In async_video_manager.py (Line 117):

# BEFORE:
max_polls = 24  # 2 minutes max
for i in range(max_polls):
    time.sleep(5)  # 24 * 5 = 120 seconds = 2 minutes

The Flow:

  1. ✅ Frontend increased to 4 minutes
  2. ❌ Backend still at 2 minutes
  3. ❌ Backend times out FIRST (at 95% progress)
  4. Frontend gets error response before its 4-minute timeout

The Fix

Changed Backend Timeout:

# AFTER:
max_polls = 48  # 4 minutes max (Veo 3 can take 2-3 minutes)
for i in range(max_polls):
    time.sleep(5)  # 48 * 5 = 240 seconds = 4 minutes

Fixed Progress Calculation:

# BEFORE:
progress = 30 + (i * 3)  # Calculated for 24 polls

# AFTER:
progress = 30 + int((i / max_polls) * 65)  # Works for any max_polls

Why?

  • With 24 polls: i * 3 gives nice increments (30, 33, 36, ...)
  • With 48 polls: i * 3 would go way past 100% (30, 33, ..., 174!)
  • New formula: Distributes 65% progress (30% → 95%) across all polls

📊 Before vs After

Component Before After
Frontend timeout 2 min → 4 min ✅ 4 min ✅
Backend timeout 2 min ❌ 2 min → 4 min ✅
Progress calculation i * 3 (broken for 48) (i/max_polls)*65
Consistency ❌ Mismatched ✅ Both 4 minutes

🧪 Testing

How to Test:

  1. Restart Flask app (CRITICAL - backend code changed):

    Ctrl+C
    python app_local.py
  2. Hard refresh browser:

    Ctrl+Shift+R
    
  3. Generate video:

    • Go to officials dashboard
    • Click "Create PSA" or type video request
    • Wait full 3-4 minutes

Expected Progress:

✅ 0% - 10%  : Initialization (10s)
✅ 10% - 20% : Generate action line (10s)
✅ 20% - 30% : Create Veo prompt (10s)
✅ 30% - 95% : Veo 3 API generating (120-180s) ← BACKEND NOW WAITS HERE
✅ 95% - 100%: Download & upload to GCS (10-20s)
✅ Complete!

Before fix: Backend would timeout at 95% (2-minute mark)
After fix: Backend waits full 4 minutes for completion


🎯 Why Both Timeouts Needed Fixing

The Chain:

User Request
    ↓
Frontend Polling (static/js/officials-dashboard.js)
    ↓ calls every 1 second
/api/check-video-task/{taskId}
    ↓ returns status from
Backend Video Manager (async_video_manager.py)
    ↓ polls Veo 3 API every 5 seconds
Veo 3 Google API
    ↓ generates video (2-3 minutes)
Video Complete!

If either times out:

  • ❌ Frontend times out → User sees timeout message
  • ❌ Backend times out → Task marked as error, frontend shows error

Both need 4-minute timeout!


📝 Files Changed

Session 1: Frontend Timeouts

  1. static/js/officials-dashboard.js: 120 → 240 attempts (2 min → 4 min)
  2. static/js/app.js: 30 → 48 attempts (2.5 min → 4 min)

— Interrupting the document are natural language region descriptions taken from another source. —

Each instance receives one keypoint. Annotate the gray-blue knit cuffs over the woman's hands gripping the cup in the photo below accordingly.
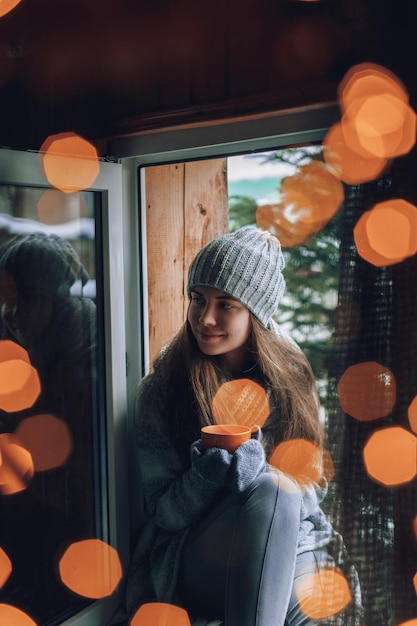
(235, 471)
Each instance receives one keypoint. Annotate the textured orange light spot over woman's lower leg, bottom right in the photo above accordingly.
(323, 594)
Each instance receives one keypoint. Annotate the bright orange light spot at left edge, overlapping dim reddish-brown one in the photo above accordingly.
(16, 467)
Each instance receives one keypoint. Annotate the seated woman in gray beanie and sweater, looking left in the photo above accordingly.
(222, 535)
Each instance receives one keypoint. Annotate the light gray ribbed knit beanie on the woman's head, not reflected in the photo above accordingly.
(246, 264)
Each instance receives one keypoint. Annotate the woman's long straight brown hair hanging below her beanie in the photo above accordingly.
(192, 378)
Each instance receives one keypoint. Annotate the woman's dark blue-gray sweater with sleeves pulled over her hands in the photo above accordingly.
(177, 494)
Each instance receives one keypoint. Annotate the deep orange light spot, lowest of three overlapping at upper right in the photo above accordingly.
(346, 164)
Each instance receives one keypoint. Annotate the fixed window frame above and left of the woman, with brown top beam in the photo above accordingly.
(214, 139)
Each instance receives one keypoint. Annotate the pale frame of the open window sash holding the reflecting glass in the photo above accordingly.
(23, 168)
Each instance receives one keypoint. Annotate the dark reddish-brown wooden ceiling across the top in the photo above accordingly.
(104, 67)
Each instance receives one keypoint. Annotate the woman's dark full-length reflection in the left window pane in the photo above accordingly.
(58, 331)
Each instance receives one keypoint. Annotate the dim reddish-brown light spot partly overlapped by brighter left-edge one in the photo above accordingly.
(47, 438)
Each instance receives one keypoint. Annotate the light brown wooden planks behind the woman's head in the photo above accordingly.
(186, 206)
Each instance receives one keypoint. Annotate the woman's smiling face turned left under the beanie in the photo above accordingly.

Session 2: Backend Timeout ← THIS FIX

  1. multi_tool_agent_bquery_tools/async_video_manager.py:
    • Line 117: max_polls = 24max_polls = 48 (2 min → 4 min)
    • Line 122: Fixed progress calculation for 48 polls

🔧 Technical Details

Progress Calculation Math:

# Old (for 24 polls):
progress = 30 + (i * 3)
# i=0:  30%
# i=8:  54% 
# i=16: 78%
# i=24: 102% ❌ Over 100%!

# New (for 48 polls):
progress = 30 + int((i / max_polls) * 65)
# i=0:  30 + (0/48)*65 = 30%
# i=24: 30 + (24/48)*65 = 62.5% → 62%
# i=48: 30 + (48/48)*65 = 95%

Why stop at 95%?

  • Reserve 95-100% for final steps (download, upload, complete)
  • Shows user something is still happening
  • Jumps to 100% when fully done

🎓 Lessons Learned

Key Takeaways:

  1. Async operations have multiple timeouts

    • Frontend timeout (user-facing)
    • Backend timeout (worker thread)
    • Both must be ≥ operation time
  2. Progress bars need math updates

    • Changing loop count affects calculations
    • Use (i / max) * range for flexibility
  3. Test end-to-end

    • Frontend fix alone wasn't enough
    • Backend was bottleneck
  4. Veo 3 is slow in preview

    • 2-3 minutes average
    • 4 minutes is safe buffer
    • Will likely improve when stable

🚀 Deployment Checklist

  • Frontend timeout increased (officials-dashboard.js)
  • Frontend timeout increased (app.js)
  • Backend timeout increased (async_video_manager.py) ✅ NEW
  • Progress calculation fixed ✅ NEW
  • All changes pushed to main
  • Flask app restarted
  • Browser cache cleared
  • End-to-end test successful

📊 Expected Results

Before (With Frontend Fix Only):

Frontend: Waits 4 minutes ✅
Backend:  Times out at 2 minutes ❌
Result:   Error at 95% progress

After (With Both Fixes):

Frontend: Waits 4 minutes ✅
Backend:  Waits 4 minutes ✅
Result:   Video completes successfully!

🐛 Debugging Tips

If still timing out:

  1. Check which timeout triggers:

    Backend timeout: Error says "Video generation timeout"
    Frontend timeout: Error says "taking longer than expected"
    
  2. Check terminal logs:

    # Look for backend polling:
    [VIDEO_MANAGER] Task updated: generating_video
    [VEO3] Video still generating...
    
    # Should see 48 polls over 4 minutes, not 24
  3. Check browser console:

    // Look for frontend polling:
    [VIDEO WIDGET] Poll attempt 130/240
    [VIDEO WIDGET] Poll attempt 131/240
    
    // Should go up to 240, not stop at 120

Status

Fix Status: 🟢 COMPLETE

Changes:

  • ✅ Backend timeout: 2 min → 4 min
  • ✅ Progress calculation: Fixed for 48 polls
  • ✅ Consistency: All timeouts now 4 minutes
  • ✅ Pushed to main

Next Step: 🔄 RESTART FLASK APP (backend code changed!)


📞 Quick Reference

Timeout Values (All Components):

Component Timeout Polls Interval Total Time
Frontend (dashboard) 240 240 1s 4 min ✅
Frontend (main) 48 48 5s 4 min ✅
Backend (worker) 48 48 5s 4 min ✅

All aligned at 4 minutes!


Summary: Backend was timing out at 2 minutes (95% progress) while frontend was prepared to wait 4 minutes. Increased backend timeout from 24 to 48 polls (2 → 4 minutes) and fixed progress calculation. Now frontend and backend are in sync, both waiting 4 minutes for Veo 3 to complete. 🎉

ACTION REQUIRED: 🔄 Restart Flask app to load new backend code!